Van Halen were so massive in 1984 that companies showered them with free gifts. Weiss was backstage at the Nassau Coliseum in April of that year when a couple of cases of Jack Daniel's arrived for Michael Anthony. "I think he just got the Jack Daniel's bass, but I could be wrong," says Weiss. "I just set up this orange background and placed the bottles on a road case."
On the same day as the Jack Daniel's shoot at the Nassau Coliseum, Weiss wandered into Eddie Van Halen's dressing room and caught him hanging out with his wife, One Day at a Time actress Valerie Bertinelli. "I watched her show growing up, and she was really cool with me," says Weiss. "I have another shot where she has a beer in her hand. She has that cigarette, but I don't know if she was even smoking it. It might have been Eddie's. Everyone that sees this photos says they look like twins."
Unlike most photographers at a rock show, Weiss had complete freedom to go anywhere he needed to capture his shot. "This was taken at the very end of a show on the 1984 tour," he says ."They always went out and took a bow at the very end. Sometimes I'd go behind them on the drum riser. I'd also place myself in the audience and stand on a chair. This is a nice shot. You've got the brothers on one side, and Michael and David just loving it."
The band sometimes prepped for a show in the locker room of whatever sports arena they were playing that night. This is David Lee Roth at Philadelphia's Spectrum on the Fair Warning tour in 1981."He wanted me to shoot him getting ready," says Weiss. "I did a bunch of shots of the whole band, but he wanted some of just him. He was a little more pose-y than the others."

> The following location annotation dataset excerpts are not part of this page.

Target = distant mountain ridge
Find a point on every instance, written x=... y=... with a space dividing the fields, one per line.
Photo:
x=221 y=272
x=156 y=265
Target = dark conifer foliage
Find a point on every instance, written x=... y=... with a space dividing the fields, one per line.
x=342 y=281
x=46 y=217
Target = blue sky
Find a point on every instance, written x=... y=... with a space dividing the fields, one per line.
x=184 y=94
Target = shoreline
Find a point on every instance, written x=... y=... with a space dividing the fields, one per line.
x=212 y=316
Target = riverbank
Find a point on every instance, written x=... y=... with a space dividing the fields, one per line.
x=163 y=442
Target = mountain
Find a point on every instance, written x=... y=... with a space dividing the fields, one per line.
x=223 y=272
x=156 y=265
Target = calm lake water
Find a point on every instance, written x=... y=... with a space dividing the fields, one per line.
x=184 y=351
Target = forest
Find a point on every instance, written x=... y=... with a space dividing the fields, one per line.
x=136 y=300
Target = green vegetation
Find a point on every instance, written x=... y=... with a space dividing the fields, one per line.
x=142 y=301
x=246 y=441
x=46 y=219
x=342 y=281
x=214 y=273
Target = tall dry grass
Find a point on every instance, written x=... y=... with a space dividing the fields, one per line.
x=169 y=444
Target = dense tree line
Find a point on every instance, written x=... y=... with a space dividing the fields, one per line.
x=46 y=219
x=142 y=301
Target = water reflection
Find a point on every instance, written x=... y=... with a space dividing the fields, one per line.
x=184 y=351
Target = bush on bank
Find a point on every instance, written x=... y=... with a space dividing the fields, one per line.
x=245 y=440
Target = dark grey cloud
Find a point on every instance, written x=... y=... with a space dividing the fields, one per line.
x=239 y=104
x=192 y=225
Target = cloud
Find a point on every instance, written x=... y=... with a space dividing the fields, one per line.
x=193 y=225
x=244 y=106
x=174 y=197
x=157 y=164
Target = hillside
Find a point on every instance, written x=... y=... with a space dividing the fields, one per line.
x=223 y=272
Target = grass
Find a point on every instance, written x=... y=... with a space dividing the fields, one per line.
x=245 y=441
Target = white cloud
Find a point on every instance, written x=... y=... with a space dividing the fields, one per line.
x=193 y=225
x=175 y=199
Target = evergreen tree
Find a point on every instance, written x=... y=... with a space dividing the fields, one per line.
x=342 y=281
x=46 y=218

This was also taken at the Chicago Pavillion in the summer of 1982. "This was the first time I went to several shows in a row," says Weiss. "David used to always say, 'Look at all the people here tonight,' and then he would say they were much better than whatever city they played the previous night. It made them feel special, and then he'd say the same exact thing the next night."
After a show in 1981, Weiss asked the band to pose in front of a bunch of balloons. It was for an anniversary of a rock magazine he can't quite recall. "Back then, there was Circus, Hit Parader, Faces and a bunch of overseas magazines," he says. "I wanted to shoot as many different situations and backgrounds as I could so I could sell the photos to different magazines and they'd have exclusives."
About a year after David Lee Roth parted ways with Van Halen, Weiss wound up shooting the singer at his house. "I was doing a series that I never put out of rock stars and their tattoos," he says. "We wanted to make it look natural. We went into his garage and I just did that one shot very quickly. It was very casual. I'll probably end up using some of those pictures in my upcoming book. Right now, I'm going through thousands of photos for the book. There are photos I don't even remember taking."